In [None]:
!./build_and_push.sh yolov5

## Testing your algorithm on your local machine

When you're packaging your first algorithm to use with Amazon SageMaker, you probably want to test it yourself to make sure it's working correctly. We use the [SageMaker Python SDK](https://github.com/aws/sagemaker-python-sdk) to test both locally and on SageMaker. For more examples with the SageMaker Python SDK, see [Amazon SageMaker Examples](https://github.com/awslabs/amazon-sagemaker-examples/tree/master/sagemaker-python-sdk). In order to test our algorithm, we need our dataset.

# Part 1: Packaging and Uploading your Algorithm for use with Amazon SageMaker

### An overview of Docker

If you're familiar with Docker already, you can skip ahead to the next section.

For many data scientists, Docker containers are a new technology. But they are not difficult and can significantly simply the deployment of your software packages. 

Docker provides a simple way to package arbitrary code into an _image_ that is totally self-contained. Once you have an image, you can use Docker to run a _container_ based on that image. Running a container is just like running a program on the machine except that the container creates a fully self-contained environment for the program to run. Containers are isolated from each other and from the host environment, so the way your program is set up is the way it runs, no matter where you run it.

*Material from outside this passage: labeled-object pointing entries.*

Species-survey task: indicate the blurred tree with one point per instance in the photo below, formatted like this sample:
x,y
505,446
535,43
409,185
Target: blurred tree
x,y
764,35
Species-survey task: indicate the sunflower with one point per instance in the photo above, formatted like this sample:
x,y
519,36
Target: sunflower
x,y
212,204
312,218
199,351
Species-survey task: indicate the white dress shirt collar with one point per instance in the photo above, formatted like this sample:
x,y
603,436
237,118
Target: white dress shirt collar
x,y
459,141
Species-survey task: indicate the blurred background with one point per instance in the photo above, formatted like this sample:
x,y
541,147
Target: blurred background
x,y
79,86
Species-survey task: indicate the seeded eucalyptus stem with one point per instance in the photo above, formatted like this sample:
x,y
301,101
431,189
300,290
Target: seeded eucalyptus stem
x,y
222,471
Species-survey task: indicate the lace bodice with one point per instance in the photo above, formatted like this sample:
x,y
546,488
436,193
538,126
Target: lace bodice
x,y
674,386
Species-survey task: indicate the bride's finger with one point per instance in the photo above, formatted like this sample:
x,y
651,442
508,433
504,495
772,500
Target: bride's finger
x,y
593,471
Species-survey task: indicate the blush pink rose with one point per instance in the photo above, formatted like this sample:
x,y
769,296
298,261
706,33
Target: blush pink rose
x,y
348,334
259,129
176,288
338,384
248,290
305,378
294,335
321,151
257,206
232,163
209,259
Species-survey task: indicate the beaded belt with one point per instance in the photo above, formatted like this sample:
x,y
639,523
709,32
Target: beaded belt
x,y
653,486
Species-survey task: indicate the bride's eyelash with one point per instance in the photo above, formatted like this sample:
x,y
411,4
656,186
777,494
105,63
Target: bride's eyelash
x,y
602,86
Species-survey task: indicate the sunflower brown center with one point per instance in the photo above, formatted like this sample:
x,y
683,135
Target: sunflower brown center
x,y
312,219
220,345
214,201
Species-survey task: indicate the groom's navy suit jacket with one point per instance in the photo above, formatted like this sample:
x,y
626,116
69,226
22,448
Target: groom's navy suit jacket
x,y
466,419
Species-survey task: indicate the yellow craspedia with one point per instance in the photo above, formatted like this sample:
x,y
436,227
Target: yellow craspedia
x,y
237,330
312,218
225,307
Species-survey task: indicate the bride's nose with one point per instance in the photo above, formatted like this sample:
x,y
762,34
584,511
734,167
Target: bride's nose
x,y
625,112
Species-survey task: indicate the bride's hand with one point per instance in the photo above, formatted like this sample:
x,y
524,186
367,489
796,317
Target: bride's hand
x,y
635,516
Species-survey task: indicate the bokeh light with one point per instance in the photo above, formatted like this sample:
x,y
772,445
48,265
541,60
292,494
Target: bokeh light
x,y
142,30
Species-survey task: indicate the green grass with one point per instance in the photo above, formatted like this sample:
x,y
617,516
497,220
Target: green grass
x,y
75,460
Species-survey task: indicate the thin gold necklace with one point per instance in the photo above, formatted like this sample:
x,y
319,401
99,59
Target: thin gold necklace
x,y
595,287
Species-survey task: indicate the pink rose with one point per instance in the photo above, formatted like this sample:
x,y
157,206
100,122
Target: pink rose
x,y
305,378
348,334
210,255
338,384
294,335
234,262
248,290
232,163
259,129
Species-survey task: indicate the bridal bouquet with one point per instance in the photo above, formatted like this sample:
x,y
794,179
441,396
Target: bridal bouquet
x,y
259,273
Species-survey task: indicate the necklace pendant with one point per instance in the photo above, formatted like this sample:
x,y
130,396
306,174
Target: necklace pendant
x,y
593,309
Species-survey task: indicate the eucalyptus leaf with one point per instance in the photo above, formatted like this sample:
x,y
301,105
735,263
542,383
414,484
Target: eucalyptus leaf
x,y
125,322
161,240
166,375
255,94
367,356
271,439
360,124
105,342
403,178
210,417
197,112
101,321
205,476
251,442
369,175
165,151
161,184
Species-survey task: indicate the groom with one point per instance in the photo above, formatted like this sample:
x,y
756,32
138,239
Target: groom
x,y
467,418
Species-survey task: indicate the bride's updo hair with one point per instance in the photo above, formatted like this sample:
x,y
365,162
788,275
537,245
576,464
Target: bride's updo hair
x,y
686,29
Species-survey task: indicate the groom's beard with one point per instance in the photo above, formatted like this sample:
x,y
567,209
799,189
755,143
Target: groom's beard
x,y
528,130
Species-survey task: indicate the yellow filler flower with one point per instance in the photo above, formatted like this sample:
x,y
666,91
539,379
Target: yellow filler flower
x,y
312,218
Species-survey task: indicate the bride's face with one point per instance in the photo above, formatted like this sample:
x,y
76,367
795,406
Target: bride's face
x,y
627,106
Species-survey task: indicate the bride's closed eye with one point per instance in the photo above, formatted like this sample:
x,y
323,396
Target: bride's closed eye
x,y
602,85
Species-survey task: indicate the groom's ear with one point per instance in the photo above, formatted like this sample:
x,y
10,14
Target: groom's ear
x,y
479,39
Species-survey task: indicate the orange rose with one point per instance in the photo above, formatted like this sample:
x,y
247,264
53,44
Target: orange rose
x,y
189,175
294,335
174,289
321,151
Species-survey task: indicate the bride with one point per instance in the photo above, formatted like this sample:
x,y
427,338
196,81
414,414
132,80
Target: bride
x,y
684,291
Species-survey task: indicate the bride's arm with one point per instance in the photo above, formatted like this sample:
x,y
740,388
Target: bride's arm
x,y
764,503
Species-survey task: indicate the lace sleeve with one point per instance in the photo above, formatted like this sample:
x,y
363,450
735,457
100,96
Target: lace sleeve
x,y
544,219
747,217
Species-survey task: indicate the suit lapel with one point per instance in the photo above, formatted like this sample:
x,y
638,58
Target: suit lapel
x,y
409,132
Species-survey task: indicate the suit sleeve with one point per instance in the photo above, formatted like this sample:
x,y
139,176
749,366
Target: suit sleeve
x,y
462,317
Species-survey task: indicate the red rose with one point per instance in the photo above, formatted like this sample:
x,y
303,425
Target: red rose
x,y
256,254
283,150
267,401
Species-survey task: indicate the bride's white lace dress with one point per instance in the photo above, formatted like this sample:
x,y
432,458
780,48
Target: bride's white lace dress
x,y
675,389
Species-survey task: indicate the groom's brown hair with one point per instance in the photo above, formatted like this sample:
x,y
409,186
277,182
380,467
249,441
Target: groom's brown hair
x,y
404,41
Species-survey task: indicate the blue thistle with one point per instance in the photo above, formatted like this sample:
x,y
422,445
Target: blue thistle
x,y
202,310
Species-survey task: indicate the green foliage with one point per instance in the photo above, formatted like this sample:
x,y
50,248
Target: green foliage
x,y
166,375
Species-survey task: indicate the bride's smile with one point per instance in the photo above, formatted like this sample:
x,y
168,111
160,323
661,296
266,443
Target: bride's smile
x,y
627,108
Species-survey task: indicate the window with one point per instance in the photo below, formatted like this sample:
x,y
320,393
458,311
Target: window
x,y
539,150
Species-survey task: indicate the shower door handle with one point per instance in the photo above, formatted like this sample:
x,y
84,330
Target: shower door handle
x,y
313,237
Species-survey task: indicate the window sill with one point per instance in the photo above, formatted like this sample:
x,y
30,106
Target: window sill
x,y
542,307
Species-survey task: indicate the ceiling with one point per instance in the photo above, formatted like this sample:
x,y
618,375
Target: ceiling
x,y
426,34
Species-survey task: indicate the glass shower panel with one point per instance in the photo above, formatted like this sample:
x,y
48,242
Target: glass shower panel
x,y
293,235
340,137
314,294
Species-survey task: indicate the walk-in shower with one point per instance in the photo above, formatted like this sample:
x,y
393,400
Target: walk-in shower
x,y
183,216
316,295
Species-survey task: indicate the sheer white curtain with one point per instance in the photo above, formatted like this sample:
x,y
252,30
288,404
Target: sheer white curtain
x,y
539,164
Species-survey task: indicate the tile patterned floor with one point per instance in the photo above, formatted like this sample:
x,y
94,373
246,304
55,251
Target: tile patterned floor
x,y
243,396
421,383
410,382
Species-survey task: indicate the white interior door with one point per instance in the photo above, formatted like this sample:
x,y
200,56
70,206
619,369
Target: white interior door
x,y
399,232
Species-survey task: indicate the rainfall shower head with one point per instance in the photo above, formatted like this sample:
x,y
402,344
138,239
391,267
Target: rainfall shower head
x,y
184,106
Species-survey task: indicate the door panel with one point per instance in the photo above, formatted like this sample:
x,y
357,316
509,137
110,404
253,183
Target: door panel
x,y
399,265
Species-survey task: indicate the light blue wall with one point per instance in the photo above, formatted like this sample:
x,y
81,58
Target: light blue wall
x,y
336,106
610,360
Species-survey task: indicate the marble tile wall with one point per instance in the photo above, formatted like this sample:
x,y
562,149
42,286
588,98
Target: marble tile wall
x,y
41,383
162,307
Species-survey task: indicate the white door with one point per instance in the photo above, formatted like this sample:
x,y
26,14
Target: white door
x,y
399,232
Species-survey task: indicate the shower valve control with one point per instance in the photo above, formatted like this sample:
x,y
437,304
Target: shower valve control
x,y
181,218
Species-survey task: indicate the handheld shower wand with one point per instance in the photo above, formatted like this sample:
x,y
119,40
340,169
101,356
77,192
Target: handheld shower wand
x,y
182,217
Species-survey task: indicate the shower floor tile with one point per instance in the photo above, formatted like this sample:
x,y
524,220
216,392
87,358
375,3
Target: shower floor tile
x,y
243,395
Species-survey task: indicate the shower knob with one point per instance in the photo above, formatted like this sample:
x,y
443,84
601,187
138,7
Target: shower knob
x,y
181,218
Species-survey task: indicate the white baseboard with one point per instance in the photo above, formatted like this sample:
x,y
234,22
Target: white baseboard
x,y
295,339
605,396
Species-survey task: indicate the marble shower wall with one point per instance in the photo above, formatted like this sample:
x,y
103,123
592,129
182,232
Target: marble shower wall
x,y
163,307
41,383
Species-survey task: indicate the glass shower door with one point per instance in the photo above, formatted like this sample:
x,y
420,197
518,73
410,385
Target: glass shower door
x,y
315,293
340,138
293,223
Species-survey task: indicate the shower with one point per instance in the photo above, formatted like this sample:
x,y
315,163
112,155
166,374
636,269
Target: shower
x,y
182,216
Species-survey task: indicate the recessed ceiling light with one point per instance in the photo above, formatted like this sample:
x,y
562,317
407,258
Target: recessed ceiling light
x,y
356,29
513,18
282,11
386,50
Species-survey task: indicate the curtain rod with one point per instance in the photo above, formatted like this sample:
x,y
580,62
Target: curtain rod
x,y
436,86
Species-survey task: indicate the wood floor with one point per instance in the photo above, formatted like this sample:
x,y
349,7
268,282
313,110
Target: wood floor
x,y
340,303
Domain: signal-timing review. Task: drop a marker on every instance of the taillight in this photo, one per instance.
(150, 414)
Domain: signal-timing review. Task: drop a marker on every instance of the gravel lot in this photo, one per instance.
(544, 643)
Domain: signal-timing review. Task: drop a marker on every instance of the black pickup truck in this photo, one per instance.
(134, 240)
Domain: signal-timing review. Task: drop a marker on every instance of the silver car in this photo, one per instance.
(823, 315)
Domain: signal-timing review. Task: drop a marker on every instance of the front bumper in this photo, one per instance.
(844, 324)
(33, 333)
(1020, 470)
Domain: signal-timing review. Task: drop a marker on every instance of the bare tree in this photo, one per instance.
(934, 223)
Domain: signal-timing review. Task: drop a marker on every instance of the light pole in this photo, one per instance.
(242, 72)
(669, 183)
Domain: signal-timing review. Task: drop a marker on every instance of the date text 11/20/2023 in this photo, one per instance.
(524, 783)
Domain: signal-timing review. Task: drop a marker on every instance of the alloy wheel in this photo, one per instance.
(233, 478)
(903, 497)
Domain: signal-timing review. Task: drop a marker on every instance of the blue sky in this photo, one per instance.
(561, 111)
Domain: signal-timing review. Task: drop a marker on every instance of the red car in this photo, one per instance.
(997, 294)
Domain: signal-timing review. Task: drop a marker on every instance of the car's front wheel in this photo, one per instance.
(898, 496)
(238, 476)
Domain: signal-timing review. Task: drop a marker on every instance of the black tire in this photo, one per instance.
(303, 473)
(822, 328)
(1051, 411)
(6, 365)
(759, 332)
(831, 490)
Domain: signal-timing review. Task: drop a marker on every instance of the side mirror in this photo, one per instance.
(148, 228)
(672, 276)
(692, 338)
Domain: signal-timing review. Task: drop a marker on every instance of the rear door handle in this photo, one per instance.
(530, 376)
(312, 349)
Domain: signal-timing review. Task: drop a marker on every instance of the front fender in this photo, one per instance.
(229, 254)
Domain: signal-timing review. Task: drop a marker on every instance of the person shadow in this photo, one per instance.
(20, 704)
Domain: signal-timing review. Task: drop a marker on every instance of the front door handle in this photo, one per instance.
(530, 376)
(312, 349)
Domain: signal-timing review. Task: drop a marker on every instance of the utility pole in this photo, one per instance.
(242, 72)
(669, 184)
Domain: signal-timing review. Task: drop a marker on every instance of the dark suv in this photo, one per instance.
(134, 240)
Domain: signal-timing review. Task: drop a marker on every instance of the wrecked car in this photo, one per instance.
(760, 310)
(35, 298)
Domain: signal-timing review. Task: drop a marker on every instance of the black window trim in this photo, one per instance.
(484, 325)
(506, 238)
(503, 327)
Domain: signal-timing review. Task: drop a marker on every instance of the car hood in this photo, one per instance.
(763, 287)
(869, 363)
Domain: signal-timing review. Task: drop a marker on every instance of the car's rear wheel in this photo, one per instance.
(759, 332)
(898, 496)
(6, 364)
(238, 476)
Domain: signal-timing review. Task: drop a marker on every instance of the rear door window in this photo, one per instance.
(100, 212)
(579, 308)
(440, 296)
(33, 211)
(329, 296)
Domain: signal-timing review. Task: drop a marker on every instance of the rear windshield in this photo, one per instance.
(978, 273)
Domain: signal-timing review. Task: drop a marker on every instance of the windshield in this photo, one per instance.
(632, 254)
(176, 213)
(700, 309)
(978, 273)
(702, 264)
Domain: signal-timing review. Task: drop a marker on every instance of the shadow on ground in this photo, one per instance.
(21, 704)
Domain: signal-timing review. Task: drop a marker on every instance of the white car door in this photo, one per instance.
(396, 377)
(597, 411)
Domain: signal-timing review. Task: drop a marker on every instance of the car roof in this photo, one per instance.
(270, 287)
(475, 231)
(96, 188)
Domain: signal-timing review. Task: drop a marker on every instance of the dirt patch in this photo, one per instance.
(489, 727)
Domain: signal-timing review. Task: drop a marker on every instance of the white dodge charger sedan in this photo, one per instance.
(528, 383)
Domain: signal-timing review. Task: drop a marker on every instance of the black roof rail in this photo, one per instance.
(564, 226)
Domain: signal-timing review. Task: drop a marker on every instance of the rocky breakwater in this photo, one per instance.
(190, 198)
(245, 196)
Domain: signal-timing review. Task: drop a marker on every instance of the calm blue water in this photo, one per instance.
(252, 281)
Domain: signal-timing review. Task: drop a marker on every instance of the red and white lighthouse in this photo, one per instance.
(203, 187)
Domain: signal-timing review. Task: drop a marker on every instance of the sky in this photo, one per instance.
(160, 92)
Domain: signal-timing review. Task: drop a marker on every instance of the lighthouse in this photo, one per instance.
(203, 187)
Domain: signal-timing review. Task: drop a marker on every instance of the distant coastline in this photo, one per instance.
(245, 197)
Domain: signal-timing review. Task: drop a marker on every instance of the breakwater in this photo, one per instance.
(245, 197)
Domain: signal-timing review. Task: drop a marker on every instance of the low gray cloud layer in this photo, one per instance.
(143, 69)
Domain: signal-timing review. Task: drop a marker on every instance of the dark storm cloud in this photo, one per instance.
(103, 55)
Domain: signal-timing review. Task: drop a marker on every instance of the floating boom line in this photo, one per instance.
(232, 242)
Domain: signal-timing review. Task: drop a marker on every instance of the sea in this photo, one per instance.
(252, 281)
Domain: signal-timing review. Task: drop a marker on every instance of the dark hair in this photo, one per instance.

Docker is more powerful than environment managers like `conda` or `virtualenv` because (a) it is completely language independent and (b) it comprises your whole operating environment, including startup commands, and environment variable.

A Docker container is like a virtual machine, but it is much lighter weight. For example, a program running in a container can start in less than a second and many containers can run simultaneously on the same physical or virtual machine instance.

Docker uses a simple file called a `Dockerfile` to specify how the image is assembled. An example is provided below. You can build your Docker images based on Docker images built by yourself or by others, which can simplify things quite a bit.

Docker has become very popular in programming and `devops` communities due to its flexibility and its well-defined specification of how code can be run in its containers. It is the underpinning of many services built in the past few years, such as [Amazon ECS].

Amazon SageMaker uses Docker to allow users to train and deploy arbitrary algorithms.

In Amazon SageMaker, Docker containers are invoked in a one way for training and another, slightly different, way for hosting. The following sections outline how to build containers for the SageMaker environment.

Some helpful links:

* [Docker home page](http://www.docker.com)
* [Getting started with Docker](https://docs.docker.com/get-started/)
* [`Dockerfile` reference](https://docs.docker.com/engine/reference/builder/)
* [`docker run` reference](https://docs.docker.com/engine/reference/run/)

[Amazon ECS]: https://aws.amazon.com/ecs/

### How Amazon SageMaker runs your Docker container

Because you can run the same image in training or hosting, Amazon SageMaker runs your container with the argument `train` or `serve`. How your container processes this argument depends on the container.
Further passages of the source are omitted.